3

My data are places for which I know all pairwise travel times (='distances'), and I want to cluster those places minimising the total pairwise travel time inside a cluster.

  • K-means can't be used because it's centroid-based and the 'distance' is a duration that is provided, not computed thanks to coordinates
  • DBSCAN can't be used because it excludes outliners and I want to include each places in a cluster (not 100% sure for this one)

Bonus: a Java library would be much appreciated

ThCollignon
  • 133
  • 3
  • have you tried hierarchical clustering? I'm not a java programmer but in python, you can input the distance matrix consisting of pair-wise distances. – jtitusj Oct 29 '20 at 15:23

1 Answers1

3

Yes, this is a classic Graph-Based Clustering problem in which each location is a node and you have the distances between them. Forgetting about concept of graphs and graph-based algorithm which might be complicating, I directly jump to your answer.

The most well-known algorithm is Spectral Clustering. There are tones of tutorial out there and it is well implemented in all programming languages including Java.

I briefly explain but do not Panic if you are not familiar with Math terms. They are pretty intuitive and easy. You just need to follow a good tutorial.
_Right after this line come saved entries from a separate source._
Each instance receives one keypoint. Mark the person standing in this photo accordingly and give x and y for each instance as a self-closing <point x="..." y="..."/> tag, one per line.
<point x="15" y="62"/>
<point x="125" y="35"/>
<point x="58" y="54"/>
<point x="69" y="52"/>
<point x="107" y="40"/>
  1. Calculate the Similarity Matrix (often referred to as Affinity Matrix in literature). As you have distance matrix you have several ways to do it. Simplest starts from saying $sim = \frac{1}{dist}$ till more sophisticated ones which use Gaussian Kernels for calculating similarity.
  2. Calculate the Laplacian Matrix out of similarity matrix.
  3. Calculate eigenvectors and eigenvalues in order to embedd your data points into their eigen-space (like exactly what we do in PCA)
  4. Use a simple clustering algorithm like K-Means to cluster points in that space
Kasra Manshaei
  • 6,502
  • 1
  • 20
  • 45